I split the liquid between two jars – one for the kitchen and one for the bathroom. To use, just take a cloth out, squeeze the excess liquid back into the jar, replace the lid and your cloth is good to go. Once you’ve done your cleaning with it, pop it into another container to await washing – I have a third wide-neck jar for this purpose, labelled ‘Used Cloths’ to avoid confusion. I’ve tried using them and they are great – the glass shelf over our sink in the bathroom is positively sparkling!

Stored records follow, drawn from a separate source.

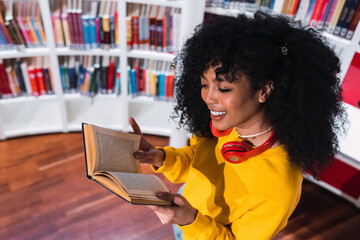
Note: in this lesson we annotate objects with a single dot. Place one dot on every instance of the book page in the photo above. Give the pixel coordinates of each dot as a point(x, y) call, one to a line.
point(115, 149)
point(142, 184)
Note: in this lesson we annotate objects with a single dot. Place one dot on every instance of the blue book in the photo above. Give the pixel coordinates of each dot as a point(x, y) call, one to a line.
point(117, 86)
point(133, 81)
point(62, 77)
point(37, 32)
point(161, 86)
point(86, 31)
point(92, 32)
point(309, 12)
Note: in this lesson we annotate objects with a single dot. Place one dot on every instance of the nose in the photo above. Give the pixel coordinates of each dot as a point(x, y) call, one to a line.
point(209, 96)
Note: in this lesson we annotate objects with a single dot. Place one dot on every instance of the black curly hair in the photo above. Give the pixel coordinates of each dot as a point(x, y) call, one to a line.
point(305, 107)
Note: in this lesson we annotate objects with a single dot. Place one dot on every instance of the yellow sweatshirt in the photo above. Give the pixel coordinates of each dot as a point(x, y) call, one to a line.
point(249, 200)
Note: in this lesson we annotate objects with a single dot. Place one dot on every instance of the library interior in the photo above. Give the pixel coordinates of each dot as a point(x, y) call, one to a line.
point(68, 62)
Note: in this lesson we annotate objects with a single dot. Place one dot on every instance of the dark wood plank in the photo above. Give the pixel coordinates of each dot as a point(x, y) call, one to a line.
point(46, 195)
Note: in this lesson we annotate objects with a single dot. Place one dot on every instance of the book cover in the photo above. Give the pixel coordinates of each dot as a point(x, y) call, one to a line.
point(109, 161)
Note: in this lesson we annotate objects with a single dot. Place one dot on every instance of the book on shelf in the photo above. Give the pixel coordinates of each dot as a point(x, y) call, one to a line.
point(110, 162)
point(338, 17)
point(348, 18)
point(351, 84)
point(84, 25)
point(330, 27)
point(24, 77)
point(152, 27)
point(348, 9)
point(353, 23)
point(151, 78)
point(89, 75)
point(21, 25)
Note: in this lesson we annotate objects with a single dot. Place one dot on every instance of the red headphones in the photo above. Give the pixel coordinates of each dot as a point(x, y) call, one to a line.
point(240, 151)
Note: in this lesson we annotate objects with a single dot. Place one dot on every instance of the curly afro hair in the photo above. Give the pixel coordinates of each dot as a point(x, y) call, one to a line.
point(305, 107)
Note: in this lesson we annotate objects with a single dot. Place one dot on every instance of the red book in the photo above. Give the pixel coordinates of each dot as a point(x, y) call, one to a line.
point(111, 76)
point(169, 86)
point(351, 83)
point(33, 82)
point(134, 13)
point(354, 23)
point(4, 81)
point(293, 10)
point(135, 32)
point(40, 81)
point(316, 13)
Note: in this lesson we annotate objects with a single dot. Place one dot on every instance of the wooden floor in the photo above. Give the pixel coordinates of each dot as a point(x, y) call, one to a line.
point(44, 194)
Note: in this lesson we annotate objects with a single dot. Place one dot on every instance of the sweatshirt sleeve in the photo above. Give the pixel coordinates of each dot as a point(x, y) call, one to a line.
point(261, 222)
point(177, 162)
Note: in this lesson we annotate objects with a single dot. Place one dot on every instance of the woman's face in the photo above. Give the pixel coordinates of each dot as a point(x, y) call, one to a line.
point(231, 104)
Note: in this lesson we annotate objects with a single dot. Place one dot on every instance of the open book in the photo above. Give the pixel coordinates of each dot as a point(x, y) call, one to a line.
point(110, 162)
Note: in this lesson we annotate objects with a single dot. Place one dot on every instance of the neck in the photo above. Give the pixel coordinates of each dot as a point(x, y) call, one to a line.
point(256, 134)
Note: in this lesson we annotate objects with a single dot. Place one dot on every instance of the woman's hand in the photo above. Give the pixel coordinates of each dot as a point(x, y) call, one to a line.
point(148, 153)
point(181, 212)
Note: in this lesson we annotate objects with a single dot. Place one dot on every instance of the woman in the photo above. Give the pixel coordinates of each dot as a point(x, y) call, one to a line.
point(261, 96)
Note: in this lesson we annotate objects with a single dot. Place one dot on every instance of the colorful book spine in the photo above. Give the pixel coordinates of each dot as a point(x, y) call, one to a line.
point(354, 22)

Most of the time a microfibre cloth and some water or just a few drops of detergent is enough, but these are great for instant use and for jobs where you don’t want to reuse the cloth before it’s washed. I’m not suggesting that these will transform my house, but they will be useful and they don’t produce waste… plus the re-use of the cloth and the jars is all part of my grand declutter.

-oOo-

* Necessary to ensure that the mix is long-lasting… I’m not sure whether boiled water would do the trick too, but I didn’t want to risk it.